No wonder this paper is going under.
"The golf world idolizes Tiger Woods, sure, but duffers will still be heaving 9-irons into ponds long after Woods plays his last major. Poetry can’t be as confident about its own durability."
Um, why is it that poets need greatness? Why won't poets write after Ashbery?
Oh, because David Orr says so. Gee.
No point in arguing.
4 comments:
I'm wondering why he seems to think Tiger Woods is the last great golfer.
Well, clearly anyone who has time for BOTH golf and poetry is a person we should scramble to pay attention to.
Ohmigod, that article is soooo stoopid. The logic basically boils down to "X will never happen again because X hasn't happened again yet." There won't be another very good very popular U.S. poet because there isn't another one yet. There won't be another golfer the equal of Tiger Woods because there hasn't been one yet.
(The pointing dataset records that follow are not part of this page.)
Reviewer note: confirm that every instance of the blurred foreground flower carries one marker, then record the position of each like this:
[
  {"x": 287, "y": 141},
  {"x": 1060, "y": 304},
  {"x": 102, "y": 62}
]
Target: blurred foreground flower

Unfortunately, this kind of "reasoning" is the sort of thing that passes for mainstream discourse in our sad country.
@ Stan,
So sadly true (about the discourse). Instances like this betray the TIMES' real goal of playing the role of educator, of "we're going to educate you so that you can be 'knowledgeable' about certain topics at dinner parties." Writing like this sustains conversational small talk that doesn't ask for intellectual rigor. You'd never ask someone you just met at a party to defend their statements, and writing and discourse like this takes advantage of this.
I can see it now, somewhere around a minibar: "Did you hear poetry is done for?" "So sad that poetry is in such a sad state of affairs." "There are no great poets anymore, like there USED to be."